Das Modell Meck-Pomm kommt für Hamburg aber nicht in Frage, wie Peter Albrecht, Sprecher der Schulbehörde, erklärt: „Diese Kopplung bestimmter Maßnahmen an bestimmte Werte ist untauglich. Die Werte können am nächsten Tag schon wieder obsolet sein.“ Stattdessen hätten Hamburgs Schulleitungen einen hohen Entscheidungsspielraum: „Das Gymnasium Hochrad etwa streamt den Unterricht für abwesende Schüler.
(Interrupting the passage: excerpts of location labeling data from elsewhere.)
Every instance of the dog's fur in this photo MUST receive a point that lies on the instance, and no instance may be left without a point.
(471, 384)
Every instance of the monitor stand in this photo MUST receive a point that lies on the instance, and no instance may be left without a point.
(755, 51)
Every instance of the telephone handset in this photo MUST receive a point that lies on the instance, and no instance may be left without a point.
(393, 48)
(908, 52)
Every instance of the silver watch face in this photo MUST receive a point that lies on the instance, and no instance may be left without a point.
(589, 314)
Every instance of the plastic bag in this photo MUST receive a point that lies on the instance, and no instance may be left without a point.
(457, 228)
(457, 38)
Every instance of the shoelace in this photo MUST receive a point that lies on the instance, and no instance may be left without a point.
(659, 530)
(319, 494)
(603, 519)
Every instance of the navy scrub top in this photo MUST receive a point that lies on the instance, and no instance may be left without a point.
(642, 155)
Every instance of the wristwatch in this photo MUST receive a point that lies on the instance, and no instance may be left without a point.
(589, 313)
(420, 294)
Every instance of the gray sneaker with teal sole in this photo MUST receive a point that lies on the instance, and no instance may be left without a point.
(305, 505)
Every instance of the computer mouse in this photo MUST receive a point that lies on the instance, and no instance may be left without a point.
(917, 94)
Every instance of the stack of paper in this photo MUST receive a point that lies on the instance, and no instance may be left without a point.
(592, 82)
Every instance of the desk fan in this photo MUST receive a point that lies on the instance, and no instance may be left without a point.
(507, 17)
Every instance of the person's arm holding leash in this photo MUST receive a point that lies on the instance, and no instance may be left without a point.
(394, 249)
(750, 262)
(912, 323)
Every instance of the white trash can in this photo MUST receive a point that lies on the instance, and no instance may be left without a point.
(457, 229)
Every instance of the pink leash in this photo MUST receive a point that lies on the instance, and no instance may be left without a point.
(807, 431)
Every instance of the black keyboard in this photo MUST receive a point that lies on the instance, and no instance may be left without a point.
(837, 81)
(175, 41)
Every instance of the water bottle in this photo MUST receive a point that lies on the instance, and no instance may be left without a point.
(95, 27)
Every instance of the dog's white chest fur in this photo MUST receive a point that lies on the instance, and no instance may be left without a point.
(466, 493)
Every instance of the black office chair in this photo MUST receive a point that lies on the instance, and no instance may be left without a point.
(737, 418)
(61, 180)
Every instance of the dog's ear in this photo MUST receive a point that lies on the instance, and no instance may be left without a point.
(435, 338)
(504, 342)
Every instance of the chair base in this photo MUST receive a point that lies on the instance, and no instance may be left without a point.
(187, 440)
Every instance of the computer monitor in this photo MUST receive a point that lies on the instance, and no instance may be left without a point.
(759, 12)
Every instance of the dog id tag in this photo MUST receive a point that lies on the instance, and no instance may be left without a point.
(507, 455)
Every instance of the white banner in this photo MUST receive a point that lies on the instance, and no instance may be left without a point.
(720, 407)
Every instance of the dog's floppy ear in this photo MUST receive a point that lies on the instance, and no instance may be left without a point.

Natürlich muss das mit der Schulaufsicht abgesprochen werden, ist aber kein Problem.“
Die galoppierenden Inzidenzen an Schulen seien – zumindest derzeit – kein Grund, die Präsenzpflicht auszusetzen: „Eine 2000er Inzidenz an Schulen ist nicht mit einem hohen Risiko für Einzelpersonen verbunden“, so Albrecht.
Steigende Infektionszahlen: Lehrergewerkschaft fordert Konzept
Auch die Lehrergewerkschaft GEW, die die Bestrebungen, die Schulen mit aller Kraft offen zu halten „grundsätzlich richtig“ findet, fordert die Schulbehörde auf, angesichts der nie da gewesenen Infektionszahlen durch Omikron ein verlässliches Konzept vorzulegen, ab welchen Punkt vom Präsenz- in den Wechsel- und letztendlich in den Distanzunterricht gewechselt wird. GEW-Sprecher Dr. Fredrik Dehnerdt: „Es ist Aufgabe der Schulbehörde, dort regelnd einzugreifen, das kann nicht in der Verantwortung einzelner Schulleitungen liegen.“
Nach zwei Jahren Pandemie, so die GEW-Kritik, fahren Hamburgs Schulen immer noch auf Sicht: „Senator Rabe muss eine Exitstrategie vorlegen“, sagt Dehnerdt.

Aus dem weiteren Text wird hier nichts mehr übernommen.